The average red zone conversion rate (defined as either successfully scoring a touchdown OR a field goal once inside the 20) in 2014 was 81.78%. We ranked 87th in FBS last year with 79.59% (but had ranked 12th in 2013 with 90.70%). Even that 87th-best success rate would have been good enough last night. Instead, the following happened (and I'm including when we got to the 21 to illustrate my point):

1st Quarter
Ball at the SC 6. Interception in the end zone, 0/1
Ball at the SC 21. Touchdown! 1/2

2nd Quarter
Ball to the SC 15, sacked back to the SC 21 (getting to the 15 makes this a red zone opportunity). Field goal! 2/3

3rd Quarter
Ball to the SC 21. Interception inside the 20. 2/4

4th Quarter
Ball to the SC 8. Interception in the end zone, 2/5

40% success rate. Less than half the national average. If we get anything out of one of those three opportunities, we win that ball game. But of course, we didn't, and we start the season 0-1, having lost a game we definitely should have won.

L

## Thursday, September 3, 2015

### Whether Kick Returners Should Return Kickoffs Out of the End Zone (NCAAF)

College football literally kicks off today, and so this topic seemed like a good fit. As a college football fan, few moments are as frustrating as when a kick returner receives the kickoff in his own end zone and then proceeds to try to take it out and go for the big return. With the recent rule change, taking a knee gets you 25 free yards! So I sought to see whether reality backs my suspicion that, in general, attempting to return the kickoff out of the end zone is not an optimal strategy.

I took a clustered simple random sample of 75 games from the 2014 season (resulting in 797 data points of kickoffs (an average of 10.63 per game)), and then broke things down by looking at only the "eligible" kickoffs (those that went into the end zone, i.e. 65 yards (unless a penalty moved the kickoff up or back)). Unfortunately, stats aren't kept in college football to show how deep into the end zone the kick went, so all I know is whether it broke the plane of the goal line.

69.54% of the time the returner took the touchback, resulting in an automatic 25 yards. Of that other 30.46%, the average return was 23.85 yards (I disregarded returns that had penalties on the returning team). ~24 yards a return is actually much closer to the 25 break-even point than I expected.

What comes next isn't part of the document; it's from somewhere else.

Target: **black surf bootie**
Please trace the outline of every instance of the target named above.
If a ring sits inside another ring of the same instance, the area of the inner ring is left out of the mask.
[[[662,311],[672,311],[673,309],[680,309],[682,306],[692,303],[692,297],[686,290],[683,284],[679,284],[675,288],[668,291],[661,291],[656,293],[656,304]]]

But what if you take into account the possibility of a momentum-changing 100-yard return for a touchdown? This occurred only 2.07% of the time, thus implying that your expected value from the return (out of the end zone) alone is 0.14 points. However, 1.38% of the time the returner fumbled and turned the ball over, which is a momentum-changing swing in the other direction. Turning the ball over deep in your own territory leads to a very high probability of giving up at least a field goal, and in my sample, 60% of turnovers resulted in a FG, while the other 40% resulted in a TD. Thus, your expected value in these instances is -0.06, which gives a net expected value from touchdowns/turnovers of 0.08.

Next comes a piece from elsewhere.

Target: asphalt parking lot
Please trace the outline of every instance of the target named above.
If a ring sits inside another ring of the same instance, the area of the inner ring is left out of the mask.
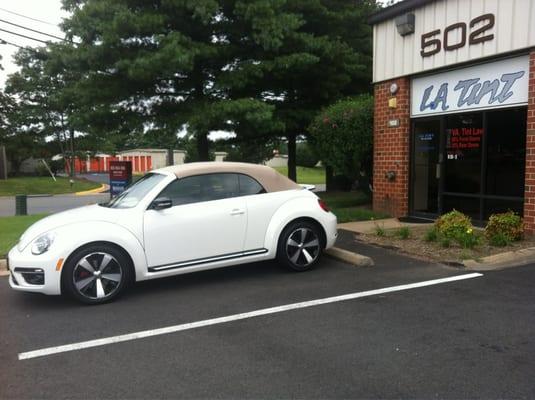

So does this net expected value of 0.08 make up for the 1.15-yard gap between the average return and the 25-yard touchback? This post (for NFL, but I'm using it as an approximate for NCAAF) shows that the expected points from 1st and 10 at the 25 yard line (75 yards from the end zone) appears to be about 0.2:

But the difference between the 24-yardline and the 25-yardline? Roughly 0.1, which is right on par with the 0.08 net expected value. Thus I have to ultimately conclude that the expected payoff of returning the ball out of the end zone is about the same as conservatively taking the 25-yard touchback. This doesn't mean I still won't jump out of my chair and yell at the TV when the returner does it though.